Il sorriso di Saro si appannò a quel pensiero mentre soffiava fumo contro le
dozzinali tende della camera da letto. Era stato Angelo a fargli sbattere il
naso sulla sua omosessualità. Avevano cominciato con un’amicizia cameratesca,
tra studenti fuorisede con poca voglia di sudare sui libri. Meglio la palestra,
tutte le sere, a pompare come matti con i pesi. Angelo era bello, non aveva
niente di efebico, anzi. Il suo corpo era peloso, forte, maschile. Si era
ritrovato ad ammirarlo, con uno strano batticuore in fondo allo stomaco, sotto
la doccia. Non ci era voluto molto perché i loro sguardi si incrociassero e si
leggessero dentro, fin dove nessuno dei due era mai arrivato. Il primo, avido
bacio era stato lì, sotto il getto potente della doccia, con la consapevolezza
della reciproca nudità, con l’urgenza della scoperta. Il sesso non era arrivato
subito. Dopo quel primo contatto Saro era fuggito a Roma, portando con sé la
sua sedicente ragazza. Già che c’era, se l’era anche scopata, in casa dei suoi,
convinto che suo padre sorridesse soddisfatto ascoltando i loro gemiti
attraverso la barriera mai sufficiente dei muri. Ma don Gaetano non poteva
sapere che, mentre costringeva Claudia a mettersi a quattro zampe sul letto e
la prendeva da dietro, era con Angelo che stava scopando.
Claudia
non aveva gradito. Saro si era tenuto il vaffanculo e, salutati mamma e papà, era tornato da lui, da Angelo. Meglio i giochi a
quattro zampe con lui.

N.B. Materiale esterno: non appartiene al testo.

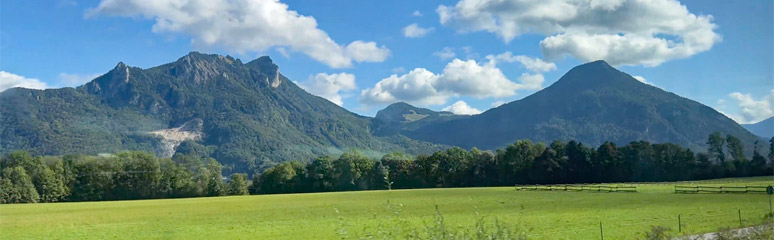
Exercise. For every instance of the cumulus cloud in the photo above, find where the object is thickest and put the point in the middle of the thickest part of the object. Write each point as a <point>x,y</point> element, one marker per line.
<point>244,26</point>
<point>468,78</point>
<point>532,64</point>
<point>415,31</point>
<point>367,52</point>
<point>414,87</point>
<point>461,108</point>
<point>621,32</point>
<point>458,78</point>
<point>330,86</point>
<point>498,103</point>
<point>10,80</point>
<point>751,110</point>
<point>74,79</point>
<point>527,81</point>
<point>445,53</point>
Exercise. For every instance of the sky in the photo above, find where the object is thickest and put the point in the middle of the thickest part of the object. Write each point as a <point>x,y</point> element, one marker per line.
<point>464,56</point>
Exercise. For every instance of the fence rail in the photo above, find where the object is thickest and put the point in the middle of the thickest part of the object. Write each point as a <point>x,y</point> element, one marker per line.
<point>720,189</point>
<point>577,188</point>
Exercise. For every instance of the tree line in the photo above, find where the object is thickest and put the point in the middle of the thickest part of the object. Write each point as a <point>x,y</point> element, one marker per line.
<point>523,162</point>
<point>124,176</point>
<point>139,175</point>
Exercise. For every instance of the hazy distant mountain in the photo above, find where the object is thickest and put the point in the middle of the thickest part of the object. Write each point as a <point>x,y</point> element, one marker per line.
<point>763,128</point>
<point>592,103</point>
<point>246,115</point>
<point>401,117</point>
<point>249,116</point>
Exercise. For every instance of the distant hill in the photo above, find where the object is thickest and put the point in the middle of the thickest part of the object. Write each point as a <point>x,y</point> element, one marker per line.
<point>246,115</point>
<point>763,128</point>
<point>249,116</point>
<point>592,103</point>
<point>400,117</point>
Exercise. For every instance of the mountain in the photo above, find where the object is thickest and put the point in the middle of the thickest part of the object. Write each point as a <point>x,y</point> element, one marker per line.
<point>402,117</point>
<point>246,115</point>
<point>592,103</point>
<point>763,128</point>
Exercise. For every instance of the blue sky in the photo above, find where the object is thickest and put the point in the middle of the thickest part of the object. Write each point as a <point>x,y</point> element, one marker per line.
<point>719,53</point>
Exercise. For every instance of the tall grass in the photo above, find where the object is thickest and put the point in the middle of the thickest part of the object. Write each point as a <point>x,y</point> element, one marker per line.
<point>394,226</point>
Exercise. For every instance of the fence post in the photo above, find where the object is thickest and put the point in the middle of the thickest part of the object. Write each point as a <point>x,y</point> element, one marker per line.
<point>601,235</point>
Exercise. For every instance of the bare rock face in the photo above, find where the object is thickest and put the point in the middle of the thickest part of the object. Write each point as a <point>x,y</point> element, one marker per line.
<point>172,137</point>
<point>275,83</point>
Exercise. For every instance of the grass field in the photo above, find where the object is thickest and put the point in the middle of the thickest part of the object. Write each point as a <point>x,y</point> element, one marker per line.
<point>543,215</point>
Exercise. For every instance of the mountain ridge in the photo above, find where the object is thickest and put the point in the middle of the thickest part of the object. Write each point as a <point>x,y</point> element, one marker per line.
<point>764,128</point>
<point>249,116</point>
<point>252,116</point>
<point>592,103</point>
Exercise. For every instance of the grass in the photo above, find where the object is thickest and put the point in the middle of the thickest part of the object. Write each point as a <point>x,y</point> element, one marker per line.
<point>543,215</point>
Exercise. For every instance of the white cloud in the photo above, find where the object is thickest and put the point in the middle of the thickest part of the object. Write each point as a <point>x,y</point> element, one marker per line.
<point>498,103</point>
<point>469,78</point>
<point>459,78</point>
<point>367,52</point>
<point>621,32</point>
<point>643,80</point>
<point>74,80</point>
<point>752,110</point>
<point>415,31</point>
<point>399,70</point>
<point>445,53</point>
<point>532,64</point>
<point>414,87</point>
<point>244,26</point>
<point>527,81</point>
<point>532,81</point>
<point>461,108</point>
<point>10,80</point>
<point>330,86</point>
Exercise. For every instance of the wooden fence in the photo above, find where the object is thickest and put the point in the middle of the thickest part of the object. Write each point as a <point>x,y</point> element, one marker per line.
<point>720,189</point>
<point>578,188</point>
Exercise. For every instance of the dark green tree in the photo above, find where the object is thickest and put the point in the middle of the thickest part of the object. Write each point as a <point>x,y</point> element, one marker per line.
<point>321,174</point>
<point>20,188</point>
<point>238,184</point>
<point>715,142</point>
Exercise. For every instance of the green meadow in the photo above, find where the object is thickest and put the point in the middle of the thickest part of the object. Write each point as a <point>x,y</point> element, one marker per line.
<point>538,214</point>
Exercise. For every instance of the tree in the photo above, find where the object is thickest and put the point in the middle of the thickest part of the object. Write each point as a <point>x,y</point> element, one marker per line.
<point>758,163</point>
<point>238,184</point>
<point>452,164</point>
<point>353,171</point>
<point>321,174</point>
<point>214,185</point>
<point>715,142</point>
<point>771,152</point>
<point>283,178</point>
<point>482,168</point>
<point>382,177</point>
<point>736,151</point>
<point>517,158</point>
<point>579,162</point>
<point>401,170</point>
<point>20,188</point>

Chissà dove sei, ora… pensò con rammarico, ma gli
bastò voltare le spalle alla finestra e guardare chi dormiva, prono e senza
alcun pudore, nel suo letto, per ricacciare Angelo tra i ricordi.
Brusasco
era una cittadina linda e pulita, come sanno esserlo solo le cittadine
piemontesi, sulla riva destra del Po, a pochi chilometri di distanza dal
deposito della Technatom a Saluggia, il suo posto di lavoro. Era stato
frustrante scoprire che il suo incarico era girarsi i pollici per otto ore al
giorno, vigilando su tre vasconi sotterranei di cemento e acciaio pieni di 130
tonnellate di scorie di uranio ad alta attività disciolte in acido nitrico. Una
bomba ambientale senza precedenti al mondo e che più volte, negli anni, aveva
rischiato di deflagrare. Quando la Dora Baltea aveva superato gli argini, c’era
stato il fondato rischio che il veleno più potente, indistruttibile e mortale
del mondo defluisse nelle falde acquifere. Il disastro sarebbe stato
planetario. Ma quando Saro era arrivato, i vasconi erano già stati protetti con
un muro di cemento alto sei metri in superficie e profondo altri quattordici
sottoterra. Rischio azzerato, noia mortale. Anche perché la vita notturna,
soprattutto per chi aveva gusti come i suoi, non brillava certo nella provincia
vercellese… Poi aveva incontrato Daniel. Accarezzando il bracciale con le sei
lettere d’oro che componevano il suo nome, si perse nel ricordo del loro primo
incontro. Era successo a Casale Monferrato, in un pub. Daniel aveva la faccia
di un teppista e il corpo di un modello e con lui Saro non aveva avuto
esitazioni: lo avevano fatto in macchina, quella sera stessa, senza sapere
neanche il nome uno dell’altro.
Adesso,
mentre tornava a letto e lo abbracciava da dietro, aderendogli completamente
alla schiena, sapevano molto di più. Daniel era nato in Francia, da genitori
palestinesi e musulmani osservanti. Quando avevano
scoperto che gli piacevano gli uomini lo avevano cacciato di casa.
Adesso
faceva l’operaio in un cantiere a Casale Monferrato e rendeva felice Saro.
Talmente felice che decise di svegliarlo baciandogli la pelle scura e vellutata
del collo mentre gli lasciava scivolare la mano sul torace glabro, sugli
addominali perfetti, fino in mezzo alle cosce muscolose.